Carl Icahn owns 86% of IEP, and most remarkably, the dividend yield is close to 15%. That has been a stable dividend since 2019. Carl Icahn is 87 years old. That’s a concern in hiring a money manager at that age. What is the succession plan? Is the culture there to be able to continue the manner in which Icahn Enterprises invests? We had the same discussion regarding Berkshire Hathaway. Warren Buffett is 92.
If we compare Berkshire Hathaway and Icahn Enterprises, the biggest thing is the dividend. Berkshire Hathaway doesn’t pay a dividend to common stock shareholders, even though they’ll collect over $6 billion in dividends from their underlying companies that they own. But they prefer to reinvest in other opportunities. Whereas Icahn Enterprises—as I mentioned, the 15% dividend yield. And what we care about is “Is that dividend sustainable?”

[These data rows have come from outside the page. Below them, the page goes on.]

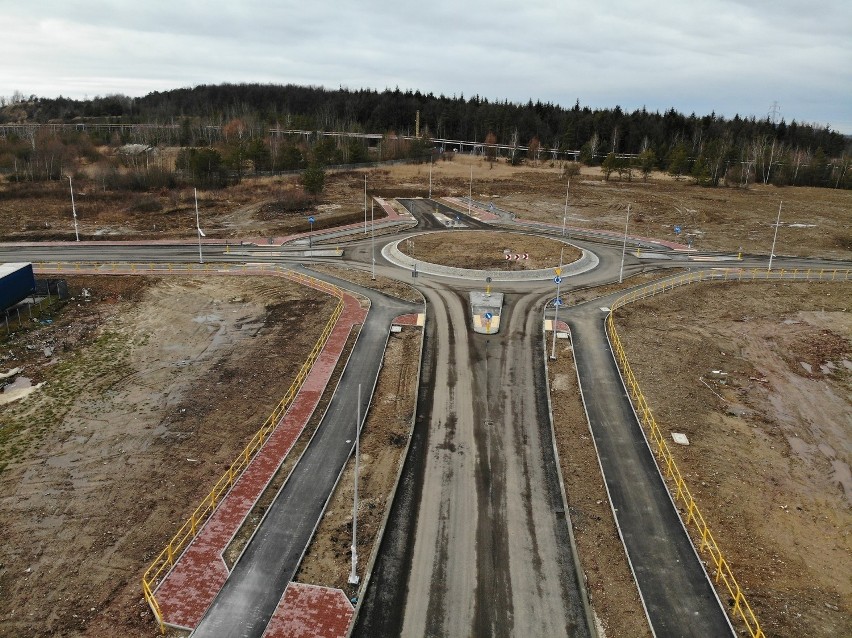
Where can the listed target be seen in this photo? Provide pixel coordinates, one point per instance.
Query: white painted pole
(470, 192)
(73, 209)
(353, 575)
(556, 305)
(624, 246)
(198, 228)
(774, 237)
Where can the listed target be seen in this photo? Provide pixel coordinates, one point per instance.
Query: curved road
(477, 543)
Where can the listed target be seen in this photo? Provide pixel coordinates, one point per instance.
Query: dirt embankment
(384, 439)
(612, 591)
(759, 377)
(151, 390)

In the quarterly investor presentation that Icahn Enterprises puts together, they point out the performance of the common stock, IEP, how it’s done relative to the S&P 500 index, as well as relative to Berkshire Hathaway.
And if we look over the past year, the performance of Icahn Enterprises relative to Berkshire, IEP has outperformed. It returned 14% over the past year, primarily due to the dividend, whereas Berkshire Hathaway is down 0.7%. The overall S&P has been down 5% in the past year, so having a very high dividend provides a cushion when overall markets sell-off.
Over other time periods though, Berkshire Hathaway has outperformed Icahn on a three-year basis, 11% annualized, versus 8.4% for Icahn, and 8.2% for the S&P 500.
That three-year timeframe is important because it was three years ago that we looked at Berkshire Hathaway, and they clearly outperformed the S&P 500 over the past three years. Longer term, Berkshire Hathaway has not done as well relative to the S&P. It’s trailed it on a 10-year basis, a 15-year basis, and has slightly outperformed by 0.3% over the past 20 years on a nominal annualized return basis.